In the run-up to the Autumn Statement and Spending Review, the biggest question was what George Osborne was going to do about tax credits. He couldn't u-turn fully, because there was nowhere else to find his £12bn of welfare cuts needed to generate a £10bn surplus by 2020—or so ran the conventional line. Therefore people thought he’d have to find some stealthy way of phasing them in, or blunting the blade. Instead, he completely scrapped the tax credit cuts, at least until they are absorbed into Universal Credit in 2020.
Although it would be nice to think, like my friend Jeremy Driver predicted in October, that this initial unpopular move followed by a u-turn was actually a cunning ploy to deliberately keep Jeremy Corbyn in his post as Labour leader, I don't think this is true.
After all, almost no one seemed to realise back in May that tax credits were going to be such a big issue—in fact the media's general opinion at the time was that the National Living Wage would paper over the cracks, at least politically. That perception persisted even after the Institute for Fiscal Studies showed that the minimum wage hikes, even if they created no unemployment, would balance out only a tiny fraction of what people lost in tax credits.

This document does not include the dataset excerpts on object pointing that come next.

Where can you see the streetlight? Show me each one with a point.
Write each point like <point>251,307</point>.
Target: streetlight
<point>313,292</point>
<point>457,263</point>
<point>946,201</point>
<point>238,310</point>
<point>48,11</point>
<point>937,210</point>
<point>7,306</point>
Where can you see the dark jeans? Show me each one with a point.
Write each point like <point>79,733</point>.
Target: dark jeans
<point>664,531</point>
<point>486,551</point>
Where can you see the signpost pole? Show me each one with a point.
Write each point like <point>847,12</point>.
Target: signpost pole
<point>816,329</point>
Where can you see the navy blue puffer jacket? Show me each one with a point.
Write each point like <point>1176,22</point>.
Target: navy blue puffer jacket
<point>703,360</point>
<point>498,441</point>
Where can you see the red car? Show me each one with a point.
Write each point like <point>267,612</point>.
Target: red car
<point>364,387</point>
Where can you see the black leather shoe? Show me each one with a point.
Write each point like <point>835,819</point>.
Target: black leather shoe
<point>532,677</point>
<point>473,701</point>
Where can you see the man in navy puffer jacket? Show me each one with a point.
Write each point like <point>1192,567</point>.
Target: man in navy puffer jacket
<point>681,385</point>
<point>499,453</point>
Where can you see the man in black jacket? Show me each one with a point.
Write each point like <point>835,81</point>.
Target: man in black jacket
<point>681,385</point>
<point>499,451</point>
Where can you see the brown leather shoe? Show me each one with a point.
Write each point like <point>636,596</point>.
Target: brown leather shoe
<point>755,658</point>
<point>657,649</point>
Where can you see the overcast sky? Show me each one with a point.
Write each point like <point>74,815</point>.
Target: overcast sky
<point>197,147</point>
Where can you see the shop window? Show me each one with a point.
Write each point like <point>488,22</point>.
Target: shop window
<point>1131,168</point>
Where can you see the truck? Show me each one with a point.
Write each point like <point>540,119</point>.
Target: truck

So, rather than a cunning ploy, I think Osborne simply changed his mind in response to popular opinion—no bad thing, especially in this particular case when the policy move was so harmful. Tax credits are among the best forms of welfare benefits across the entire system: instead of penalising work, movement or self-improvement they actually encourage it, only functioning to top up wages when people aren't earning enough.
In the future in-work poverty may become an ever-bigger problem, as robots and other technological improvements raise average income and living standards, while at the same time eroding away some specific niches.
This time round Osborne has been lucky. A £27bn windfall from lower debt interest payments and higher expected tax revenues—whose exact provenance we are still waiting to discover from the Office for Budget Responsibility—made it easy for him. This may not happen again, and we should be wary of what Osborne or his successor might do in 2020 when the tax credits system is rolled into Universal Credit.
Rarely is a u-turn encouraging, but in this case it's heartening to see a government rethink such a damaging switch, even at the cost of looking weak.